Let’s be honest. Most films, especially 80’s films, don’t have the balls to make their charmless WHITE lead actor the idiot less capable hero of the picture. Brett Stimley has half the charisma and none of the wit that Rajinikanth brings as an actor or action figure. You’re naturally drawn to whatever Shyam Sabu is doing on screen and how he’ll get them out predicaments, that Sandy puts them into.
Screenwriters Nico Mastorakis and Curt Allen understand that Sabu is the hero of the piece and treats him as such. The film goes one step further by making Sandy a truly ugly American and one that feels like he’s the hero. The boldness of the script and Little’s direction is that they make no qualms about this. Going so far as to have Sabu the entire film laughing at Sandy.
Rajinikanth as a lead is more than up to the task. The actor is having a blast making this film at the same time manages to give a winning performance. This isn’t just a performance but an actual adventure for him. The enthusiasm translates onscreen to a character you wish had more than just one movie.
Like the other recent Mastorakis production Bloodtide this film looks gorgeous. The brand-new restoration from a 4K scan of the original camera negative is nothing short of astounding. This Blu-Ray’s transfer is astounding. More so, when you do some research and look at previous transfers. The color reproduction, grain structure, contrast levels, and sharpness are near perfect.
They include the following:
- Audio commentary by Dwight H Little
- Audio commentary by Bryan Reesman
- Keeping it to Myself – brand new interview with producer and co-writer Nico Mastorakis
- Brand new video essay on Bloodstone’s star Rajinikanth by Indian cinema expert Josh Hurtado
- Image gallery
The newly recorded audio commentary by Dwight H Little is a fascinating tracking. The director is joined by Michael Felsher of Red Shirt Pictures. Little discusses the nuts and bolts of directing a film in India. Felsher does a great job prompting the conversation about this fascinating Action film that was uniquely produced. Little is brutally honest about how difficult a shoot it was. It is not to say he complains but rather sees a difference in the way films are produced.

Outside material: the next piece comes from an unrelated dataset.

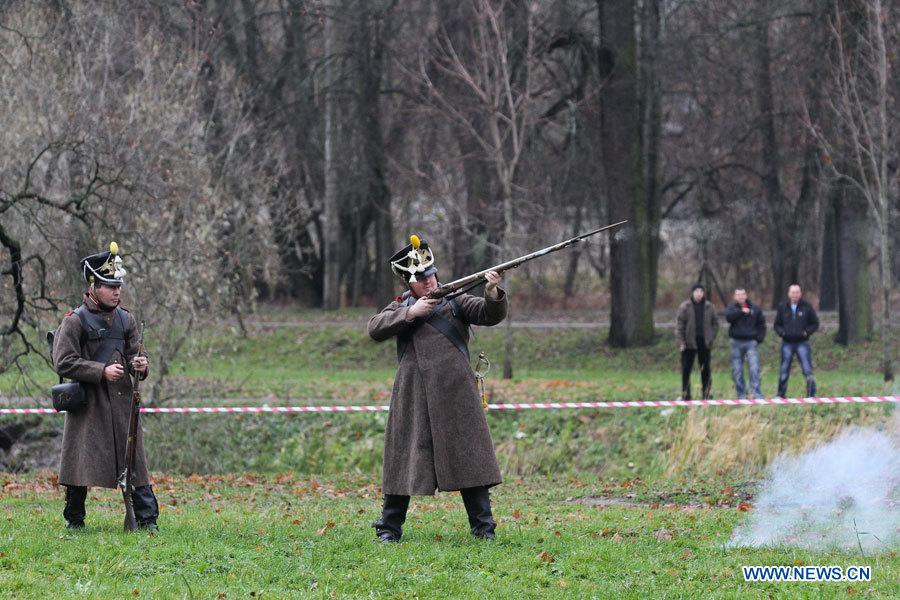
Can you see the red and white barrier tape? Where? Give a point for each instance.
(510, 406)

The newly recorded audio commentary by journalist Bryan Reesman. Reesman does a great job of giving an oral history of sorts. Using the recollections of actors Ana Nichols, Jack Kehler and his own critiques and historical research. The journalist’s fast delivery helps with the entertaining delivery of a lot of information. I will say this I’m going to have to listen to this track a few times, happily I might add, there is so much information including discussion of India’s ever evolving borders, the superstar that was Rajinikanth, the regions where the film was produced, casting, the culture in India, and so much more.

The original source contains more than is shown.